I only have one question, and of course it's rhetorical, and we all know the answer: does this system account for widespread racism in policing? If the data that HunchLab is given by the NYPD and the Miami police department to predict future crimes is skewed by wrongful arrests and illegal detentions, which, accounting for the reality that racism in policing has never been properly detailed on any massive scale, then we can reasonably ensure that the predictive policing technology will simply predict more racist police interventions. This is wrong and unethical on a hundred different levels.
How will it account for the reality that this NYPD detective testified under oath that he and others fabricated charges against innocent people to meet quotas? Will it account for the racist reality than in some places far more white people that are pulled over by police are found with drugs and contraband, but a higher percentage of African Americans end up arrested by those same police? If the data the system uses is based on arrests, which it likely does, and not the presence of drugs that should in fact warrant an arrest, we can already determine that this system will do nothing but advance more racist policing.

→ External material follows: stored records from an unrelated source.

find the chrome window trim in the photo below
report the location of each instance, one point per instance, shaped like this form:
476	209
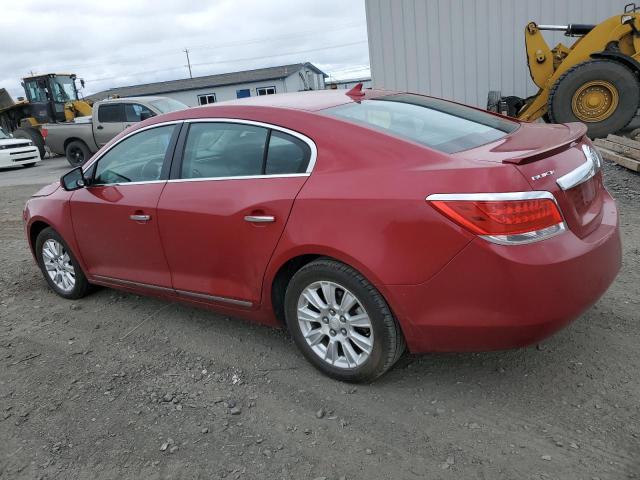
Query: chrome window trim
245	177
183	293
584	172
515	239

Will it count arrests like that of Kalief Browder, in which he spent three years in prison and was then released without ever being charged with a crime? Will it account for incidents like what we saw in Tulsa, Oklahoma, where a 53-year-old white security guard with illegal marijuana in his bag shot an unarmed young man in his own neighborhood, but wasn't arrested for the shooting or the marijuana?
Will it predict crimes by police like when Bill "Robocop" Melendez illegally beat a man and planted drugs on him? Will it predict sexual assaults like when NYPD Sergeant Michael Iscenko tossed his own semen on an administrative assistant in the office? Will it predict moments like when this Charleston, South Carolina, officer murdered Walter Scott? This is bogus.

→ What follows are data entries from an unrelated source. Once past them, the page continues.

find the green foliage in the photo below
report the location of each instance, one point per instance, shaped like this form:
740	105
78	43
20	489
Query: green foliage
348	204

Andrew Ferguson, Law Professor at UDC, raised a series of ethical questions about this predictive policing system over a year ago as he saw it coming for New York when "stop and frisk" policies were being outlawed. Free to create new systems and policies without any true level of public input, police are given a ridiculous amount of freedom to do what's right in their own eyes, but we must stand against these systems and advocate for greater public input and oversight with all matters of public safety.